Jill Tucker - SFGate.com - Monday, April 23, 2012
As it turns out, business leaders hiring the workforce of tomorrow don't want applicants who are really good at filling in bubbles on standardized tests.
Creativity is key, more than 1,500 executives said in a 2010 survey.
Yet California, like many states, long ago deemed creative arts a luxury, one that few schools could afford.
And so, with the backing of business, state officials have formed Create CA, a statewide initiative they hope will restore art in schools, so that paintbrushes and even pirouettes are once again as important as No. 2 pencils.

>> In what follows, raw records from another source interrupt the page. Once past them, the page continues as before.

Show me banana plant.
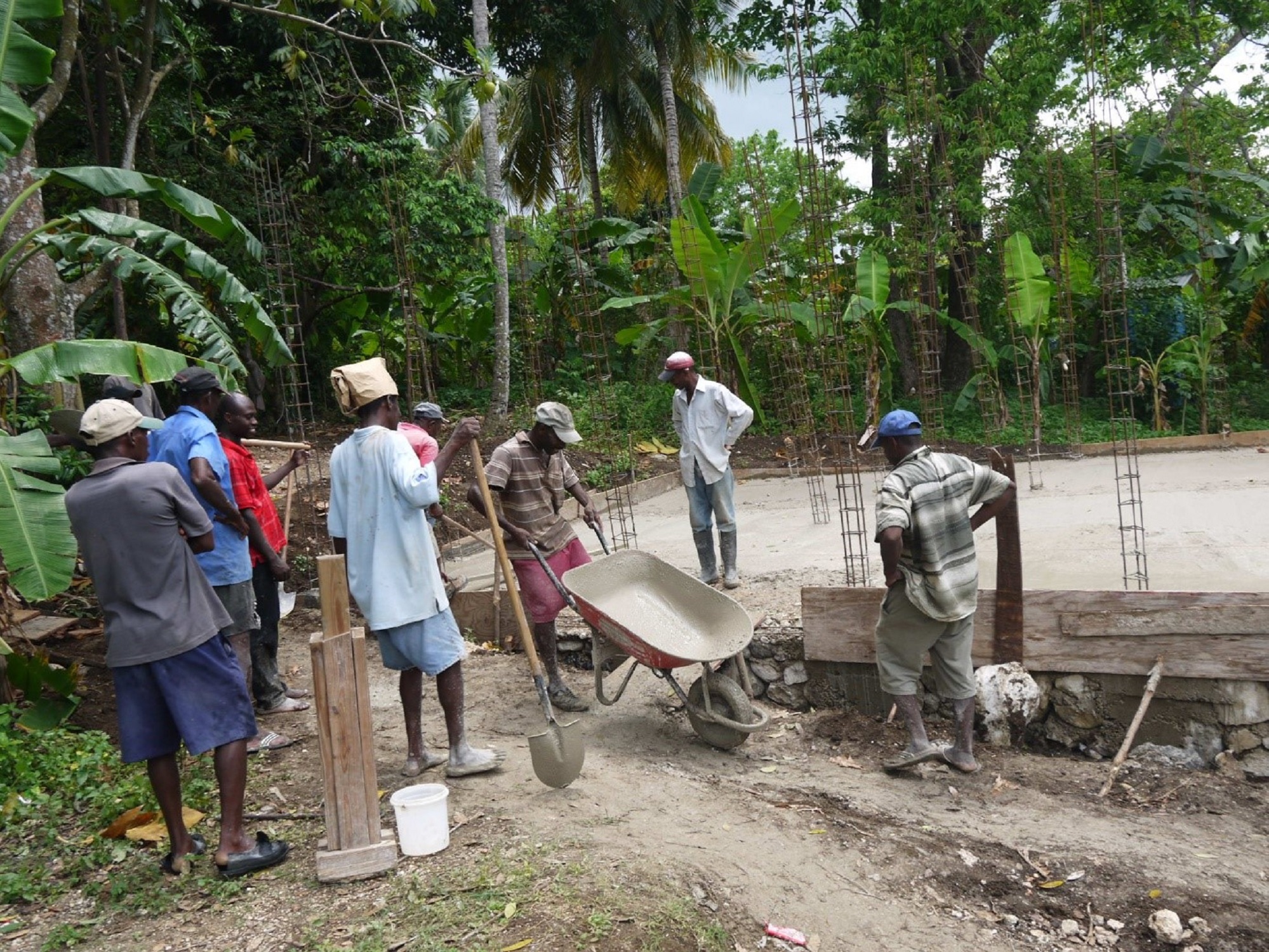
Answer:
[0,164,293,374]
[1005,232,1054,446]
[601,194,801,421]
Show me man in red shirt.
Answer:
[216,393,309,716]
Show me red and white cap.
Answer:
[657,350,696,383]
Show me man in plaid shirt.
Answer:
[216,393,309,715]
[869,410,1018,773]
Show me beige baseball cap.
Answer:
[535,400,581,443]
[79,400,163,447]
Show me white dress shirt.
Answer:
[674,377,754,486]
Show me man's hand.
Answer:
[216,509,249,536]
[449,416,480,447]
[581,503,604,532]
[269,555,291,581]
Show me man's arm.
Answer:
[189,456,248,536]
[263,449,309,491]
[969,480,1018,529]
[467,482,538,548]
[878,526,903,588]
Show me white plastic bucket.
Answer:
[391,783,449,856]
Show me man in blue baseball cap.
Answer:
[869,410,1016,773]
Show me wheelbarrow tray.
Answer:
[562,550,754,670]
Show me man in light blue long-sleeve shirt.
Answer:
[660,350,754,589]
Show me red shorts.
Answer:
[512,536,590,625]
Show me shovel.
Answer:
[278,472,296,618]
[472,439,587,787]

The idea is to bring together those who have labored independently for arts education. Participants want to pass legislation, increase funding and raise public awareness.
Those behind the effort - including artists, educators and executives - believe California now has enough supportive policymakers and the right mix of corporate backing and political will for the idea to succeed where similar efforts have floundered.

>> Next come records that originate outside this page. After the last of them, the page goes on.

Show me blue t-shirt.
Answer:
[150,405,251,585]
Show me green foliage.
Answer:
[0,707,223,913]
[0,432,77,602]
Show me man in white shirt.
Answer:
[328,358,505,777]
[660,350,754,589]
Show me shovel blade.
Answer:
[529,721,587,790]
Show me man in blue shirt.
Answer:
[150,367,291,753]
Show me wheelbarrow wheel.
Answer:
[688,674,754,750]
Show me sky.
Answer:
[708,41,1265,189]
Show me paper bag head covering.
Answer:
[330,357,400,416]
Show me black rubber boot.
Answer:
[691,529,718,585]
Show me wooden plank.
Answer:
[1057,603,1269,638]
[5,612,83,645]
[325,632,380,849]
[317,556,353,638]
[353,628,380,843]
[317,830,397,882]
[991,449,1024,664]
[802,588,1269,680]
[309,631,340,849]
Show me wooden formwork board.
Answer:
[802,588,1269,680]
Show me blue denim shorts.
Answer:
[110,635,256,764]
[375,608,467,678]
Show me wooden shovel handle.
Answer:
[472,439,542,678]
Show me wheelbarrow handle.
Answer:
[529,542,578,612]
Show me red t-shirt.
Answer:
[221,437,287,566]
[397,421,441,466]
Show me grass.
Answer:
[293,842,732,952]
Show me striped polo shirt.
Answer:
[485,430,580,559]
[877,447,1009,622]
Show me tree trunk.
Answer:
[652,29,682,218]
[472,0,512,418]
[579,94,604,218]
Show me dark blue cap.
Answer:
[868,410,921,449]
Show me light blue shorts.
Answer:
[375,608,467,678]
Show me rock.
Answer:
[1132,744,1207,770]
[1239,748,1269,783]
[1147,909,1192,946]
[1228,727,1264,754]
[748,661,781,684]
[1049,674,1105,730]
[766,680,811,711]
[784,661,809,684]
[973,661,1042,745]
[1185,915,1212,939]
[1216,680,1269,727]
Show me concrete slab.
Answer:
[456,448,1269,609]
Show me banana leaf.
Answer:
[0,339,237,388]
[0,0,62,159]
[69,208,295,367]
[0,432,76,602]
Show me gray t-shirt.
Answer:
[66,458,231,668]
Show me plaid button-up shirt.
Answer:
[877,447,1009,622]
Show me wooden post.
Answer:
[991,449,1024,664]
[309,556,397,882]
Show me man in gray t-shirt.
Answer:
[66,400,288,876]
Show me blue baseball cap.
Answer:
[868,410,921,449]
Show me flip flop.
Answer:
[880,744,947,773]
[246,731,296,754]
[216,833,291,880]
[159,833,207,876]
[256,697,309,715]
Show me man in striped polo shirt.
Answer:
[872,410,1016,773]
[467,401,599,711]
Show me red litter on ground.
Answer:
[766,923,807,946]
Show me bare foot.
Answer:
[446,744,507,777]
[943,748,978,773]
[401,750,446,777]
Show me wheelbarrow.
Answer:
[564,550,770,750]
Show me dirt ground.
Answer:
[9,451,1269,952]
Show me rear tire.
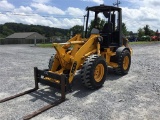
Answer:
[114,50,131,75]
[81,55,107,89]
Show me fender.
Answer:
[116,46,131,57]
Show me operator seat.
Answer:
[100,22,113,48]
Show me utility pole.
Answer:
[113,0,121,7]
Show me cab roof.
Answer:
[86,5,121,12]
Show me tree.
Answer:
[143,25,151,36]
[138,28,145,38]
[122,23,128,36]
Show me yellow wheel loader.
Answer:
[0,5,132,119]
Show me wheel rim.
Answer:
[94,64,104,82]
[123,56,129,70]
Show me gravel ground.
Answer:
[0,43,160,120]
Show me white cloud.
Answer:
[14,6,33,14]
[32,0,50,3]
[0,0,15,11]
[82,0,104,4]
[66,7,85,17]
[122,0,160,32]
[31,3,65,15]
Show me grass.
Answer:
[129,41,160,45]
[37,43,52,48]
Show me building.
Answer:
[3,32,46,44]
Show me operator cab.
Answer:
[85,5,123,48]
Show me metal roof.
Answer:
[6,32,46,39]
[86,5,121,12]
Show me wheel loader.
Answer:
[0,5,132,119]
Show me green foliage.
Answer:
[0,23,68,38]
[138,25,156,39]
[138,28,145,38]
[122,23,129,36]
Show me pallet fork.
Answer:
[0,67,67,120]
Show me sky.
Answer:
[0,0,160,32]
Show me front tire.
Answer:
[81,55,107,89]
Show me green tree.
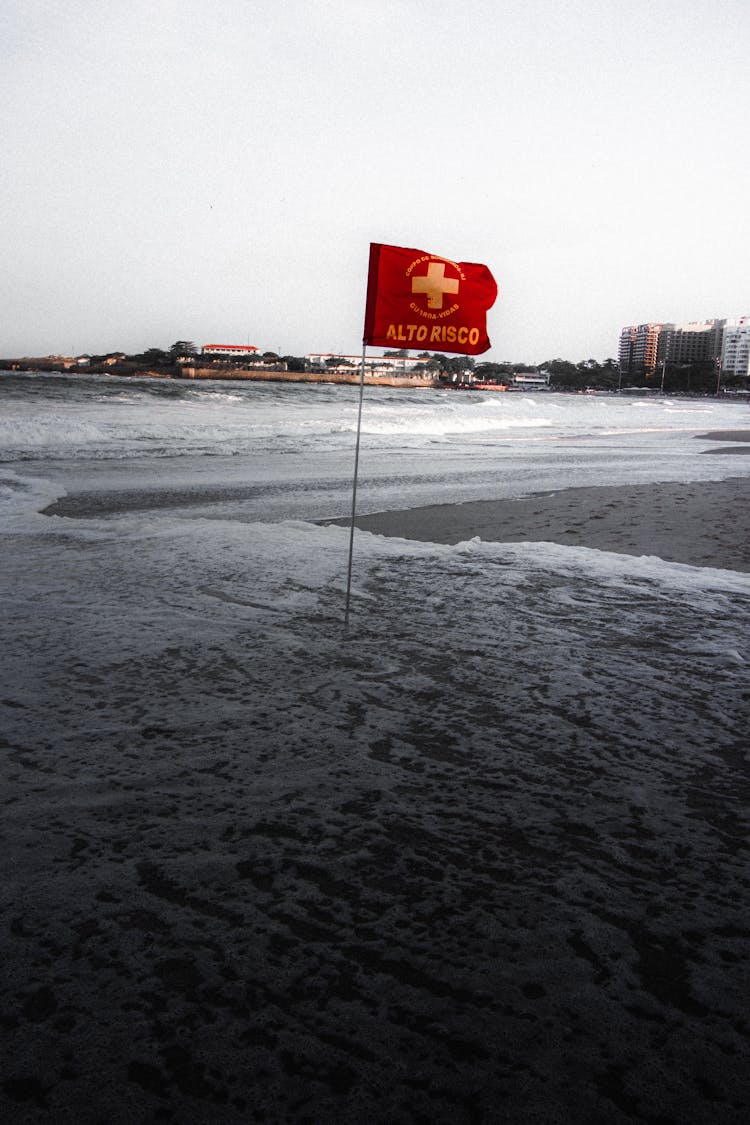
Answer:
[169,340,198,359]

Gov. Jerry Brown wants it. State Superintendent of Public Instruction Tom Torlakson wants it. Business leaders and politicians want it. Nonprofit groups focused on the arts want it and are lined up to help.

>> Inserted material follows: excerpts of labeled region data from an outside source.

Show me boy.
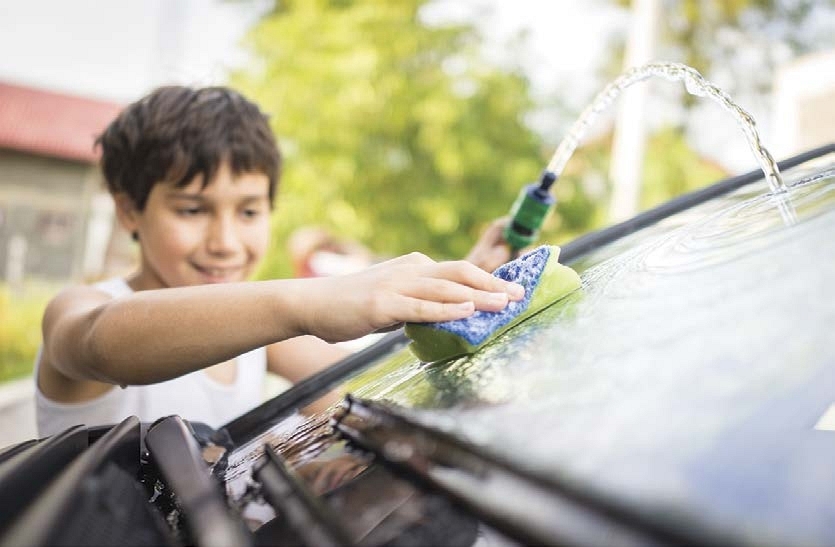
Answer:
[35,87,524,436]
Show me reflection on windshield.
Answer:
[344,162,835,544]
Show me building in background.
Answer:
[0,83,131,285]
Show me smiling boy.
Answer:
[35,87,524,436]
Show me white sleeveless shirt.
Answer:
[35,279,267,437]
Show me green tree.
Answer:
[231,0,551,275]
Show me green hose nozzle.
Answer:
[504,170,557,253]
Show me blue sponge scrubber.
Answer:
[406,245,580,362]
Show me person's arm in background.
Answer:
[465,217,511,272]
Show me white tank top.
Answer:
[35,279,267,437]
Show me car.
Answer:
[0,143,835,546]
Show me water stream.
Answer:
[547,62,793,197]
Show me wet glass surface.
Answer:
[342,157,835,544]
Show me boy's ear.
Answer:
[113,192,139,234]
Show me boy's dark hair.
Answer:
[96,86,281,211]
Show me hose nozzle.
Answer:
[504,170,557,253]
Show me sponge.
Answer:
[405,245,580,362]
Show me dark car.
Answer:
[0,144,835,546]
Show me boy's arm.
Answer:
[43,253,524,384]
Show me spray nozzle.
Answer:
[504,170,557,252]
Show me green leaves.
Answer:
[231,0,547,276]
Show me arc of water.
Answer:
[547,62,786,194]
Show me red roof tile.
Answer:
[0,82,122,163]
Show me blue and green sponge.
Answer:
[406,245,580,362]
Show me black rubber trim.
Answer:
[217,329,408,447]
[145,416,253,547]
[252,444,354,547]
[560,143,835,264]
[0,416,140,545]
[0,426,88,530]
[333,396,772,547]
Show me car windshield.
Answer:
[334,157,835,543]
[222,155,835,544]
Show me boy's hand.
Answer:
[465,217,511,272]
[303,253,525,342]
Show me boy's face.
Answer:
[126,163,270,289]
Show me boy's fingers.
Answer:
[397,296,475,323]
[438,260,525,300]
[404,278,510,311]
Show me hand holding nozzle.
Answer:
[504,170,557,258]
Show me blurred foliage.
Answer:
[0,283,54,381]
[607,0,835,107]
[230,0,740,277]
[231,0,549,275]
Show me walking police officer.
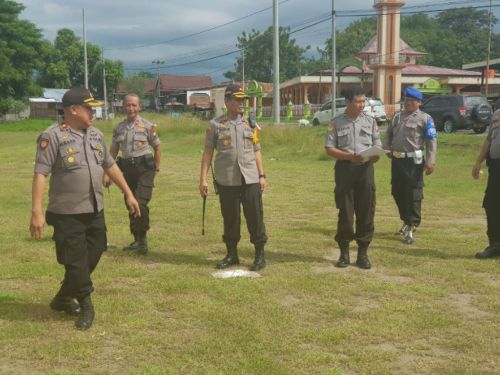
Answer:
[30,88,139,330]
[472,109,500,259]
[325,87,381,269]
[199,84,267,271]
[384,87,437,244]
[109,94,161,255]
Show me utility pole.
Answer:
[484,0,493,99]
[273,0,281,124]
[82,8,89,90]
[332,0,337,120]
[101,48,108,120]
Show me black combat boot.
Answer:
[137,233,149,255]
[356,243,372,270]
[250,245,266,271]
[216,244,240,269]
[475,243,500,259]
[335,241,351,268]
[75,295,95,331]
[123,233,139,251]
[49,291,80,315]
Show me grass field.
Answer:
[0,115,500,375]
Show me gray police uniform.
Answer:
[110,116,160,236]
[384,110,437,227]
[35,124,115,299]
[205,115,267,247]
[483,110,500,247]
[325,113,381,247]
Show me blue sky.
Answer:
[16,0,500,81]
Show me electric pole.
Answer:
[273,0,280,124]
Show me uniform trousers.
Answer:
[120,155,155,236]
[483,159,500,244]
[217,183,267,246]
[45,210,107,300]
[335,160,375,245]
[391,158,425,227]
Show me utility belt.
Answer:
[116,154,155,171]
[391,150,424,164]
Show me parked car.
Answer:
[420,94,493,134]
[313,98,387,126]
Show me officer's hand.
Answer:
[259,177,267,193]
[425,164,434,176]
[125,194,141,217]
[472,163,481,180]
[30,213,45,240]
[349,154,364,163]
[200,181,208,198]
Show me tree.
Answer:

Parents have always wanted it, but have had to depend on parent groups like the PTA to pay for most of the arts programs still in schools.
"Right now - and this is an ugly truth - art is kind of going to those who can afford it," said Kris Murray, executive director of Northern California's Young Audiences, which funds artists in schools. "The current system is not good enough."
Prop. 13 dried up funds
It's not for lack of trying.
Parents and policymakers have been working to restore the arts to education since 1978, when voters approved the Proposition 13 property tax cap that dried up public funding for the arts in most California classrooms.
In 1997, state Superintendent Delaine Eastin called the lack of arts education "a silent crisis." She inspired what she hoped would become a renaissance, and soon there was a state task force on the arts, grade-level art standards, art as a college-entrance requirement, and some funding to back it up.
In 2001, Gov. Gray Davis put $10 million toward his Arts in Education program.
And the state PTA kicked off its Bring Back the Arts campaign.
Despite those efforts, by 2007, a year before the great recession hit, just 11 percent of schools complied with a state law requiring a full repertoire of arts education: music, visual arts, theater and dance.
Beyond bubble tests
Then things got even worse for the arts.
State lawmakers said in 2009 that a $109 million pool of money earmarked for art and music education no longer had to be used for those purposes, and schools could spend the cash on whatever they needed. Most didn't need art.
"If something isn't seen as critical, it has been cut," said Craig Cheslog, adviser to Torlakson. "Art in far too many districts has been among those things."
While history doesn't offer much hope, Cheslog and others behind Create CA, including the California Arts Council, believe this time things will be different.
To that end, the effort includes incorporating art into the state's scorecard used to evaluate schools, an idea already included in two bills pending in the state Legislature.
In other words, a school's grade would be based on more than bubble tests. Art would matter too.
"The things that survive are the things that we measure," Cheslog said.
In addition, reforms could include requiring more art classes for a high school diploma; mandatory art training for new teachers; a tax increase to fund art education; and the creation of theater and dance teaching credentials (in addition to existing visual art and music).
The California Arts Council has begun a new advertising campaign to promote an arts-themed license plate to raise $40 million annually for public art and arts education. Some supporters also hope to place a tax measure for the arts on the statewide ballot.
"Research has shown arts education's impact on improving test scores, building critical thinking skills, improving self-confidence, and increasing critical cognitive skills like focus and problem solving - attributes employers want most in employees of the 21st century," Malissa Feruzzi Shriver, chairwoman of the California Arts Council, said in a statement announcing Create CA.
'It's fun stuff'
San Francisco second-grader Patricia Edwards is still 15 or so years from that workforce of the future, but she has already decided that art is important.
"It's fun stuff," she said.
On a recent morning at Tenderloin Community School, the 7-year-old smiled as she studied her Navajo sandpainting, the glue still drying beneath her design of crossed arrows now covered in colored grit.
Patricia chose the design "because it means friendship," something artist Eddie Madril, a Yaqui Indian, taught her.
Like other Young Audiences-sponsored artists, Madril is paid up to $65 an hour to teach his craft in public schools.
And while each of his students leaves with a pretty picture suitable for a prime spot on the family fridge, Madril's art classes go well beyond glue and colored sand.
As important as three R's
Thursday's lesson included a cultural explanation of Indian symbols and the use of sandpaintings to heal people. Art, culture, history and a bit of science were all blended together in one "fun" package.
"It really adds to their experience, how they look at art and appreciate art," said teacher Sharon Piansay.
Ultimately, art education needs to be as important as reading, writing and arithmetic, said Young Audiences' Murray.
"We don't teach English so everyone will become writers, and we don't teach math because everyone will become a mathematician," she said. "Patching it together with baling wire and duct tape is not the answer. It has to be so integral (to education) that you can't figure out how to pull it out."